Ukrayna'nın kibar ve fakat kesin dille kapıda bırakılmasıyla birlikte Helsinki'de oluşan yeni Avrupa haritasını gözlerinizin önünde canlandırmaya çalışın... Üçü Baltık, 7 eski Doğu Avrupa Cumhuriyeti'ni bu haritaya yerleştirin. Karşınıza Rusya'yı çevreleyen Avrupalı bir kuşak çıkacak. Tek eksiği, istisnası Ukrayna olacak.

Ukrayna Sovyetler'in çöküşünden sonra Batılı strateji uzmanlarını çok uğraştırdı... Geniş nükleer cephaneliği ve Karadeniz filosu ile Moskova'ya karşı alternatif bir güç, hatta tampon olarak görüldü.

Öyle ki, ABD ve AB ortak zirvesinde 55 milyon nüfuslu Ukrayna'nın geleceği önemli bir gündem maddesiydi. Rusya'nın olası yayılmacı planlarına karşı Ukrayna ve Türkiye ekseninde güçlü işbirliği öngörüldü.

Ama sonuçta Müslüman ve topraklarının büyük bölümü Anadolu'da olan Türkiye Avrupa adayı ilan edildi, ortodoks Ukrayna'nın isteği geri çevrildi...

* * *

Türkiye'yi kabul edip Ukrayna'yı reddeden mantığın ekonomik tercümesi kolay... Türkiye hızla gelişen ve büyüyen bir pazar, dahası Türk Cumhuriyetleri için zıplama tahtası... Ukrayna ise söz verdiği reformları bir türlü gerçekleştiremeyen, ekonomisi mafya ipoteğinde kalan, kafalarda ‘‘İkinci Rusya batağı’’ izlenimini uyandıran bir ülke...

Ama bizce Avrupa'nın seçimi sadece ekonomik değil... Hatta esasen siyasi... Türkiye Soğuk Savaş günlerinden bu yana Batı'nın sadık müttefiki. Rusya'nın Orta Asya'daki, enerji güzergáhındaki düşmanı demesek bile rakibi...

Oysa Ukrayna Yeni Dünya Düzeni'nde henüz yolunu ve yerini bulabilmiş değil. Örneğin Leonid Kuchma yeniden seçildikten hemen sonra önce Brüksel'i ziyaret ederek Avrupa Birliği ile ilişkilere verdiği önemi göstermek istedi.

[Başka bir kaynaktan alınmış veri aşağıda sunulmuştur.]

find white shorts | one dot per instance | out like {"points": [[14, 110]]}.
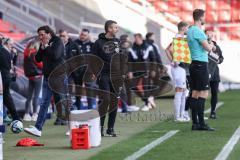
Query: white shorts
{"points": [[179, 77]]}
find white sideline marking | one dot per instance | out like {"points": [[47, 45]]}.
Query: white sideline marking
{"points": [[219, 104], [151, 145], [223, 155]]}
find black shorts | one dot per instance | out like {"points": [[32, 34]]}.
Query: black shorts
{"points": [[199, 76]]}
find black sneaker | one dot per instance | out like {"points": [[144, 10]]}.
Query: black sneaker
{"points": [[59, 122], [205, 127], [213, 116], [102, 131], [111, 132]]}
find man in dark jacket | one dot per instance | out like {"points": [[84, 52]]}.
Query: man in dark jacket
{"points": [[6, 69], [51, 53], [85, 46], [141, 52], [71, 50], [214, 71], [106, 47]]}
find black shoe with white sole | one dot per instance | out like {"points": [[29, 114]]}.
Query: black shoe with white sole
{"points": [[110, 132]]}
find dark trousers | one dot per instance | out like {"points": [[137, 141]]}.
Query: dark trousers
{"points": [[214, 95], [78, 81], [123, 96], [34, 88], [106, 85], [8, 101]]}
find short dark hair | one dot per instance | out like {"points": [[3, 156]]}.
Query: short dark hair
{"points": [[138, 35], [47, 29], [149, 34], [85, 30], [61, 31], [197, 14], [181, 25], [108, 23], [208, 29], [123, 37]]}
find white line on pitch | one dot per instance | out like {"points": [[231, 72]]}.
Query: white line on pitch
{"points": [[219, 104], [227, 149], [151, 145]]}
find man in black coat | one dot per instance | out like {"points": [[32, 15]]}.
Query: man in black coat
{"points": [[85, 47], [107, 47], [214, 71], [51, 53], [6, 69]]}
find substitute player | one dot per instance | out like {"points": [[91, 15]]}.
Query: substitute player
{"points": [[199, 47]]}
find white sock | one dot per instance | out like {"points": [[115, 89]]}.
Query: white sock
{"points": [[177, 103], [183, 103]]}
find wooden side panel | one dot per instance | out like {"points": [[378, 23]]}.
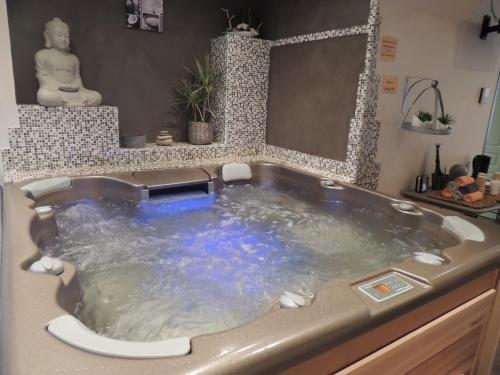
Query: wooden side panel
{"points": [[457, 358], [414, 349], [489, 346], [345, 354]]}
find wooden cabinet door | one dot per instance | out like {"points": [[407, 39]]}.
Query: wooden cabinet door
{"points": [[448, 343]]}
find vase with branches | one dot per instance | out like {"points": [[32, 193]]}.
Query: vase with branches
{"points": [[195, 96]]}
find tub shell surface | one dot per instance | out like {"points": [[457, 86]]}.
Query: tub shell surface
{"points": [[277, 340]]}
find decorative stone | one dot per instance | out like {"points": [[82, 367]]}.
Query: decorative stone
{"points": [[164, 138], [58, 71]]}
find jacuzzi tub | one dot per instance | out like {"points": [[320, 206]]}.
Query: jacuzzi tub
{"points": [[337, 312]]}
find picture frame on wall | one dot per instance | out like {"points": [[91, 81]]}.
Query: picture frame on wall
{"points": [[144, 15]]}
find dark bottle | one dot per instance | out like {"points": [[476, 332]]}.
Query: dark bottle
{"points": [[437, 171]]}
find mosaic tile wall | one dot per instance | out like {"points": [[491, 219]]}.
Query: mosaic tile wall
{"points": [[241, 100], [360, 166], [78, 141]]}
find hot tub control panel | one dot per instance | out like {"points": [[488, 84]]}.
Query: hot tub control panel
{"points": [[385, 288]]}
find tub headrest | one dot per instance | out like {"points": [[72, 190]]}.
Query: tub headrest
{"points": [[463, 229], [41, 187], [73, 332], [236, 172]]}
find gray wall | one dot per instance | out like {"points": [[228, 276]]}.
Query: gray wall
{"points": [[313, 86], [313, 90], [284, 18], [137, 71]]}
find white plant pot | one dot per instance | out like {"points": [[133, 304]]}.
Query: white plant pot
{"points": [[415, 121], [440, 126]]}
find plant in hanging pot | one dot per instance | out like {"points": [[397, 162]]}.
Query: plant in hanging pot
{"points": [[422, 118], [445, 121], [195, 97]]}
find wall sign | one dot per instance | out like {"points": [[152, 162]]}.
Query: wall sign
{"points": [[388, 48], [144, 15], [390, 84]]}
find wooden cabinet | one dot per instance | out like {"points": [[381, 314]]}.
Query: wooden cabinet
{"points": [[446, 345]]}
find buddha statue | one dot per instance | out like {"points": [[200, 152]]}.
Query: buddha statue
{"points": [[58, 71]]}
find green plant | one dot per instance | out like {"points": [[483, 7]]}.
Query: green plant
{"points": [[195, 93], [243, 23], [424, 116], [446, 119]]}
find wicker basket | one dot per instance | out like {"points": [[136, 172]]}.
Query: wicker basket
{"points": [[200, 133]]}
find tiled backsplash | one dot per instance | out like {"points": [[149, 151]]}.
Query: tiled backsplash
{"points": [[85, 140]]}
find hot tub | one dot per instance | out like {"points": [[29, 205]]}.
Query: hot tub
{"points": [[225, 270]]}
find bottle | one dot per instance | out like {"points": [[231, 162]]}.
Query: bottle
{"points": [[481, 182], [437, 170]]}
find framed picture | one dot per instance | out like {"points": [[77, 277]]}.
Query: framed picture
{"points": [[144, 15]]}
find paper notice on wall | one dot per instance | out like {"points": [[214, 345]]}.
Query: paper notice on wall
{"points": [[388, 48], [390, 84]]}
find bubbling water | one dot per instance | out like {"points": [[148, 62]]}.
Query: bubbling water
{"points": [[154, 270]]}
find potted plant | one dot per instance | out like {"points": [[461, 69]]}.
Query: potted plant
{"points": [[422, 118], [445, 121], [244, 26], [195, 97]]}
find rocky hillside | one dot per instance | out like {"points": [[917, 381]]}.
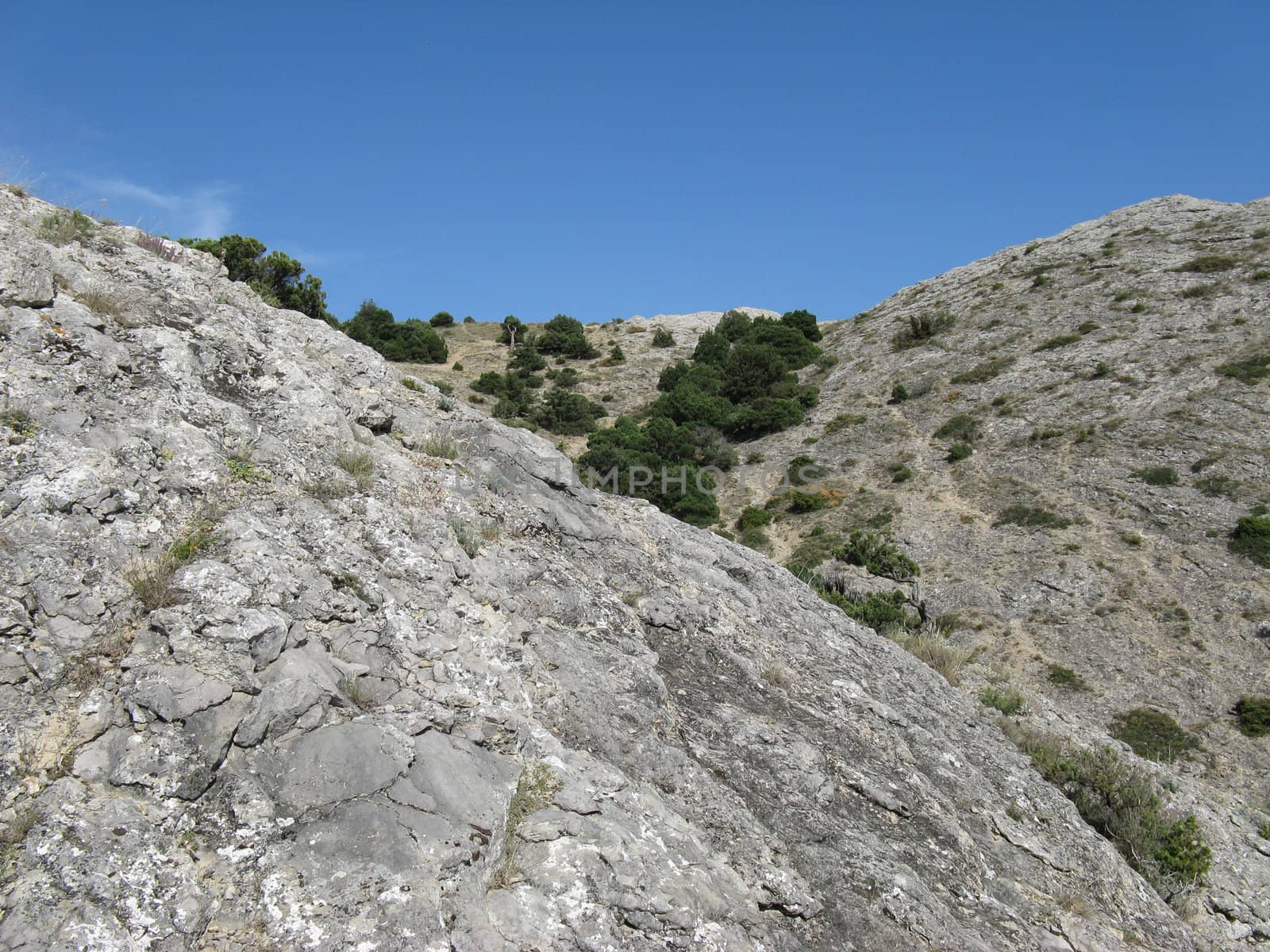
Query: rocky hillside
{"points": [[1064, 437], [298, 658], [1110, 391]]}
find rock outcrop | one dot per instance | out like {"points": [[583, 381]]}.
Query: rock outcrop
{"points": [[296, 658]]}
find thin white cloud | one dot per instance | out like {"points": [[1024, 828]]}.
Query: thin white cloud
{"points": [[201, 213]]}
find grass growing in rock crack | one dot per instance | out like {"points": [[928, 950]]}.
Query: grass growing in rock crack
{"points": [[933, 651], [360, 465], [441, 444], [1153, 735], [12, 839], [1007, 701], [471, 537], [1157, 475], [535, 790], [105, 302], [1122, 803], [152, 578], [18, 419], [1066, 678], [245, 471], [63, 228]]}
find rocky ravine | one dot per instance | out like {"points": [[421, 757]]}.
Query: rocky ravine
{"points": [[1081, 362], [294, 658]]}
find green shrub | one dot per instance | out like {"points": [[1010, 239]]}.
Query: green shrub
{"points": [[842, 422], [921, 329], [1032, 517], [1057, 342], [804, 323], [1254, 715], [1121, 803], [806, 501], [1208, 264], [1217, 486], [19, 420], [1251, 539], [1009, 701], [1249, 371], [511, 330], [279, 278], [1066, 678], [983, 372], [962, 428], [412, 342], [567, 414], [878, 555], [1183, 856], [1043, 435], [803, 470], [1153, 735], [753, 517], [1157, 475], [565, 336]]}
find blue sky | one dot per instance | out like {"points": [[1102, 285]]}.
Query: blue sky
{"points": [[606, 159]]}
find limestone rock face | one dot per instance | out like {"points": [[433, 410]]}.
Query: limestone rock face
{"points": [[457, 702]]}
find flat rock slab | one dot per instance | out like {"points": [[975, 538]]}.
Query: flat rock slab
{"points": [[333, 765]]}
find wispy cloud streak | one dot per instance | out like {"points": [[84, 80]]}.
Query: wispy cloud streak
{"points": [[205, 211]]}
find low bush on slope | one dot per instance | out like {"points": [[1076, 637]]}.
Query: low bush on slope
{"points": [[740, 384], [1251, 539], [276, 276], [414, 342], [1121, 801]]}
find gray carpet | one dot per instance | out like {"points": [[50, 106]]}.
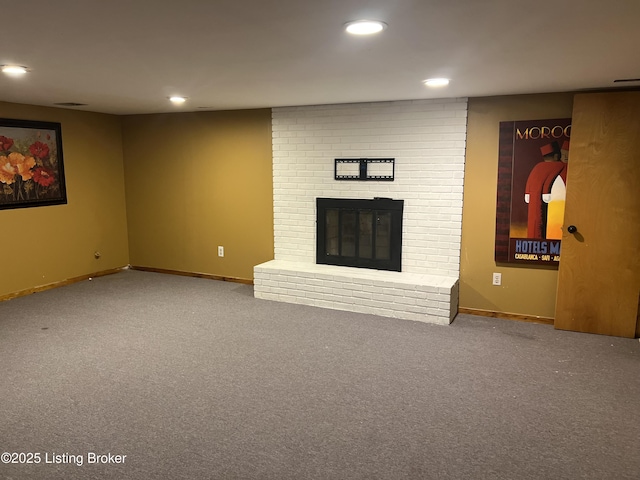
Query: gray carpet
{"points": [[195, 379]]}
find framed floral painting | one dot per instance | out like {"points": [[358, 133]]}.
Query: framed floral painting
{"points": [[31, 166]]}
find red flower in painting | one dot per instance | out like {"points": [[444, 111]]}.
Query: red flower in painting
{"points": [[5, 143], [43, 176], [39, 149]]}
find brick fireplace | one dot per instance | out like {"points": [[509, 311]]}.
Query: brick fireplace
{"points": [[427, 140]]}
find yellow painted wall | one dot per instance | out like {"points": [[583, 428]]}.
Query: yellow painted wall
{"points": [[525, 290], [43, 245], [195, 181]]}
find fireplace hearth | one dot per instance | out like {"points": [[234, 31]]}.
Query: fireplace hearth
{"points": [[360, 233]]}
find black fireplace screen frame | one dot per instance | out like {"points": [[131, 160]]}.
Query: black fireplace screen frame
{"points": [[376, 208]]}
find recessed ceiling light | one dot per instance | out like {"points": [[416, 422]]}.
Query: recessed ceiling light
{"points": [[365, 27], [436, 82], [14, 69]]}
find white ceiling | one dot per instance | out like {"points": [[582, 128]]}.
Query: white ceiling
{"points": [[128, 56]]}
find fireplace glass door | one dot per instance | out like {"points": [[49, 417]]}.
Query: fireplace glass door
{"points": [[360, 233]]}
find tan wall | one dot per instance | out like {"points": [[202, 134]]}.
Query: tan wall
{"points": [[195, 181], [527, 291], [43, 245]]}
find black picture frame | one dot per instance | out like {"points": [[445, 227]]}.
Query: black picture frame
{"points": [[31, 164]]}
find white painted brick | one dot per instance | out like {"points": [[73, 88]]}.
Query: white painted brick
{"points": [[426, 137]]}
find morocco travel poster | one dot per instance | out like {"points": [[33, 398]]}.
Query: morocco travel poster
{"points": [[532, 176]]}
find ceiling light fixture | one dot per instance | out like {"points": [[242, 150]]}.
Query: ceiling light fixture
{"points": [[365, 27], [14, 69], [436, 82]]}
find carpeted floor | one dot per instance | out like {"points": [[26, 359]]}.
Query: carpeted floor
{"points": [[195, 379]]}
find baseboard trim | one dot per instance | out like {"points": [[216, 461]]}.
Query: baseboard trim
{"points": [[507, 316], [193, 274], [61, 283]]}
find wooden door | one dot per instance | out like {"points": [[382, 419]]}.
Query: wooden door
{"points": [[599, 272]]}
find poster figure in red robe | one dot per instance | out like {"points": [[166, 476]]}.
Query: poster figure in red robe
{"points": [[538, 189]]}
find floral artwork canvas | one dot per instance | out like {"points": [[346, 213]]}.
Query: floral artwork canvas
{"points": [[31, 164]]}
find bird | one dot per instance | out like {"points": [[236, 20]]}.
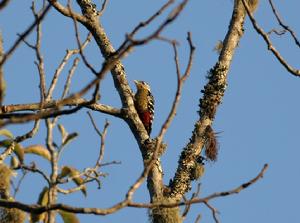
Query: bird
{"points": [[144, 104]]}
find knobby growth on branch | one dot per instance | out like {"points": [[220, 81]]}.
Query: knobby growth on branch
{"points": [[165, 200]]}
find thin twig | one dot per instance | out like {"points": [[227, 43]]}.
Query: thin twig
{"points": [[102, 138], [126, 202], [293, 34], [213, 210], [103, 8], [265, 36], [87, 64], [24, 35]]}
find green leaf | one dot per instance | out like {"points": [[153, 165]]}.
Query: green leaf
{"points": [[68, 217], [7, 133], [39, 150]]}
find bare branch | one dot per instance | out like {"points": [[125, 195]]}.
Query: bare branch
{"points": [[266, 38], [4, 110], [97, 211], [212, 96], [37, 47], [24, 35], [213, 210], [293, 34], [87, 64], [102, 138], [103, 8], [65, 11]]}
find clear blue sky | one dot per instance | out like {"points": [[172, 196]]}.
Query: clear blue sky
{"points": [[258, 120]]}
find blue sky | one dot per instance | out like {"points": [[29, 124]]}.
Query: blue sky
{"points": [[258, 120]]}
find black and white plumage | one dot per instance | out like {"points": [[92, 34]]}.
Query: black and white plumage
{"points": [[144, 104]]}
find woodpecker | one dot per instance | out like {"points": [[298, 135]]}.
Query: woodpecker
{"points": [[144, 104]]}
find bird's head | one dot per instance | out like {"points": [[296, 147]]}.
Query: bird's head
{"points": [[141, 85]]}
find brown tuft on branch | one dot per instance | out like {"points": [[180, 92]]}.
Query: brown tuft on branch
{"points": [[252, 4], [5, 175], [12, 215], [211, 144]]}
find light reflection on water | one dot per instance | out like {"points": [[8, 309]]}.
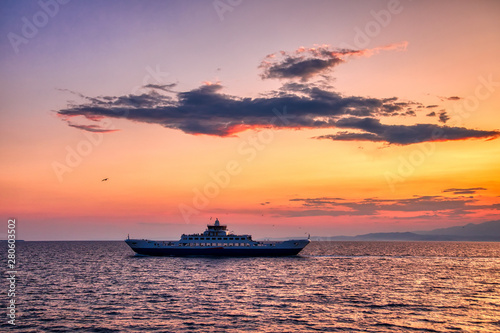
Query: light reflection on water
{"points": [[331, 286]]}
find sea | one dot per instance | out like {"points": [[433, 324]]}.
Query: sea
{"points": [[328, 287]]}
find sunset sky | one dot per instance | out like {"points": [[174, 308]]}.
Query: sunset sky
{"points": [[281, 118]]}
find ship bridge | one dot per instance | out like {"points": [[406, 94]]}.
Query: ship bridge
{"points": [[216, 229]]}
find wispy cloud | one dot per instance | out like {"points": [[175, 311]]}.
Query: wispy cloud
{"points": [[207, 110], [373, 130], [325, 206], [470, 190], [305, 63]]}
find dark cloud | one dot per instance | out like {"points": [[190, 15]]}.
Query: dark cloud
{"points": [[374, 206], [92, 128], [470, 190], [206, 110], [296, 105], [306, 63], [443, 117], [373, 130]]}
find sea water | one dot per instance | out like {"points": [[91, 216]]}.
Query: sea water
{"points": [[329, 287]]}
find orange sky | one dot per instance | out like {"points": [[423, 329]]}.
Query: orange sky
{"points": [[270, 180]]}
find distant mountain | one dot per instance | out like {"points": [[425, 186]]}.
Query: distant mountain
{"points": [[487, 231]]}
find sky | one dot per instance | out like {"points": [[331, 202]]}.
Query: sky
{"points": [[280, 118]]}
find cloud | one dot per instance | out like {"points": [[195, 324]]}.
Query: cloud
{"points": [[374, 131], [451, 98], [206, 110], [325, 206], [470, 190], [92, 128], [443, 116], [306, 63], [296, 105]]}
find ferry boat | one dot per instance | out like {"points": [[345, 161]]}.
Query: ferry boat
{"points": [[217, 241]]}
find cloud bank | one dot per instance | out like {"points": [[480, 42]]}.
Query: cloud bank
{"points": [[207, 110]]}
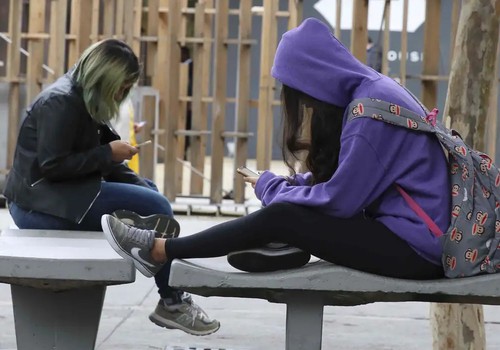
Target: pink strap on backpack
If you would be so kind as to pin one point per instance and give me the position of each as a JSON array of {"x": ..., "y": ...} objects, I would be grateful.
[{"x": 420, "y": 212}]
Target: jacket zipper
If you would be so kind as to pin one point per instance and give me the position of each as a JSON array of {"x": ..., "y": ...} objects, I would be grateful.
[
  {"x": 37, "y": 182},
  {"x": 90, "y": 206}
]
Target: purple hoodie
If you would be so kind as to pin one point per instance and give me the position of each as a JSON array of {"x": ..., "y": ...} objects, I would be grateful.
[{"x": 374, "y": 155}]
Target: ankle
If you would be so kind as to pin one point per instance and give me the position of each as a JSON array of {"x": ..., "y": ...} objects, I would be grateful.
[{"x": 158, "y": 251}]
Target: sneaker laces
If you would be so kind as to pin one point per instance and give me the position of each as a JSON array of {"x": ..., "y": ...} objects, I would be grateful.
[
  {"x": 142, "y": 237},
  {"x": 195, "y": 311}
]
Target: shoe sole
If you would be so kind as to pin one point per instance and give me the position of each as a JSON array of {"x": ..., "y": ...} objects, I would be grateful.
[
  {"x": 267, "y": 260},
  {"x": 165, "y": 226},
  {"x": 165, "y": 323},
  {"x": 124, "y": 254}
]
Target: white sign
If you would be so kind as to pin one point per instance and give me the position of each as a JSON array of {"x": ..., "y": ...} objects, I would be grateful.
[{"x": 416, "y": 14}]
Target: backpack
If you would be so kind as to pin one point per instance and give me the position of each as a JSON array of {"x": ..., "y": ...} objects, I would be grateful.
[{"x": 471, "y": 242}]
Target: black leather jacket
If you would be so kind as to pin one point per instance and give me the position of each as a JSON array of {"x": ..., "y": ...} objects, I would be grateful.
[{"x": 62, "y": 155}]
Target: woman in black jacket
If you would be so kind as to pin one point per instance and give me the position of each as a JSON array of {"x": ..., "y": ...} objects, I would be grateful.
[{"x": 69, "y": 164}]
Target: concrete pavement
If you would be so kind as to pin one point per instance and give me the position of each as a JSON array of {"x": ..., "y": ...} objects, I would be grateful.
[{"x": 247, "y": 324}]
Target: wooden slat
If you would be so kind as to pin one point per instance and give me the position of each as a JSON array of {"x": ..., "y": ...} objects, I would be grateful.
[
  {"x": 219, "y": 105},
  {"x": 243, "y": 81},
  {"x": 136, "y": 43},
  {"x": 265, "y": 110},
  {"x": 128, "y": 23},
  {"x": 455, "y": 14},
  {"x": 181, "y": 124},
  {"x": 146, "y": 159},
  {"x": 430, "y": 64},
  {"x": 108, "y": 15},
  {"x": 169, "y": 91},
  {"x": 94, "y": 26},
  {"x": 13, "y": 70},
  {"x": 295, "y": 8},
  {"x": 80, "y": 27},
  {"x": 119, "y": 17},
  {"x": 359, "y": 33},
  {"x": 198, "y": 117},
  {"x": 34, "y": 75},
  {"x": 387, "y": 33},
  {"x": 152, "y": 47},
  {"x": 183, "y": 106},
  {"x": 57, "y": 44},
  {"x": 404, "y": 44}
]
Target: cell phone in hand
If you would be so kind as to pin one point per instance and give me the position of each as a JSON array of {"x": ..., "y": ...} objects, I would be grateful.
[
  {"x": 139, "y": 145},
  {"x": 243, "y": 170}
]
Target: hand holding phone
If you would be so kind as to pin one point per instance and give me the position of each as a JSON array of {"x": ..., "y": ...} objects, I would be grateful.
[
  {"x": 139, "y": 145},
  {"x": 243, "y": 170}
]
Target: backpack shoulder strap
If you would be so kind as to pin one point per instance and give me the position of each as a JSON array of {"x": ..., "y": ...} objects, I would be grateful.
[{"x": 392, "y": 114}]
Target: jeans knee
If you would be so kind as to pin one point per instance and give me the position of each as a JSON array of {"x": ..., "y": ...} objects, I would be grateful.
[{"x": 161, "y": 205}]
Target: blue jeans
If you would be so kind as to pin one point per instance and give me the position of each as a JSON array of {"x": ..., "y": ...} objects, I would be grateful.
[{"x": 113, "y": 196}]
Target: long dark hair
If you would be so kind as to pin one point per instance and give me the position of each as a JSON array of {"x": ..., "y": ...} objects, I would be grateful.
[{"x": 325, "y": 128}]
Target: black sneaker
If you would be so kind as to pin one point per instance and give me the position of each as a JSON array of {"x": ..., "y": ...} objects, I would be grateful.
[
  {"x": 164, "y": 226},
  {"x": 271, "y": 257}
]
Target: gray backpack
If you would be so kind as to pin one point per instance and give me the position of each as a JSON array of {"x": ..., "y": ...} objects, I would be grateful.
[{"x": 471, "y": 242}]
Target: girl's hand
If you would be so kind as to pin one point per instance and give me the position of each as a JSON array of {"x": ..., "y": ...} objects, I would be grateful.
[
  {"x": 251, "y": 180},
  {"x": 121, "y": 150}
]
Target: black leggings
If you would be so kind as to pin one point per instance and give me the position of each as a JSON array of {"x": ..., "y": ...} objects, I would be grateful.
[{"x": 358, "y": 243}]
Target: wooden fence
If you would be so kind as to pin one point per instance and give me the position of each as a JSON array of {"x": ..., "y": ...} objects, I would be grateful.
[{"x": 53, "y": 33}]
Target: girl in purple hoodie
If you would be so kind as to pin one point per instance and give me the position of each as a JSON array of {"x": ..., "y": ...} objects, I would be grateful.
[{"x": 346, "y": 209}]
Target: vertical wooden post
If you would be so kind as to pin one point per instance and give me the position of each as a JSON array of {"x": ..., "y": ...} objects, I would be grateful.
[
  {"x": 128, "y": 24},
  {"x": 387, "y": 33},
  {"x": 183, "y": 104},
  {"x": 57, "y": 44},
  {"x": 13, "y": 70},
  {"x": 404, "y": 44},
  {"x": 359, "y": 33},
  {"x": 455, "y": 13},
  {"x": 168, "y": 60},
  {"x": 34, "y": 75},
  {"x": 242, "y": 96},
  {"x": 108, "y": 24},
  {"x": 295, "y": 8},
  {"x": 205, "y": 58},
  {"x": 472, "y": 76},
  {"x": 153, "y": 28},
  {"x": 198, "y": 122},
  {"x": 431, "y": 53},
  {"x": 492, "y": 119},
  {"x": 219, "y": 103},
  {"x": 265, "y": 109},
  {"x": 94, "y": 26},
  {"x": 137, "y": 23},
  {"x": 119, "y": 16},
  {"x": 81, "y": 12}
]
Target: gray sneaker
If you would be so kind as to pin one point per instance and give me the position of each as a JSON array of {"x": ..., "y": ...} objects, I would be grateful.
[
  {"x": 186, "y": 316},
  {"x": 131, "y": 243},
  {"x": 164, "y": 226}
]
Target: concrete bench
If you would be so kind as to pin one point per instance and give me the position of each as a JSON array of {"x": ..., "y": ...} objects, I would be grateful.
[
  {"x": 306, "y": 290},
  {"x": 58, "y": 282}
]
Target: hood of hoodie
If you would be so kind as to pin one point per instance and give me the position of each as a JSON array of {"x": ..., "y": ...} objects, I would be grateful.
[{"x": 310, "y": 59}]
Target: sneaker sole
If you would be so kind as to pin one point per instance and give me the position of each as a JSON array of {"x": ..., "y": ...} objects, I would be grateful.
[
  {"x": 165, "y": 226},
  {"x": 267, "y": 260},
  {"x": 165, "y": 323},
  {"x": 124, "y": 254}
]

Ama Brüksel'den dönüş yolunda Moskova'ya uğrayarak Rusya'dan kopamadığını kanıtladı... Bu ezeli çelişki Ukrayna'yı Avrupa Kulubü yeterlilik sınavında başarısız kılmaya yetti de arttı bile...

* * *

Bütün bunları ve Ukrayna'nın öyküsünü neden yazdık diye sorarsanız...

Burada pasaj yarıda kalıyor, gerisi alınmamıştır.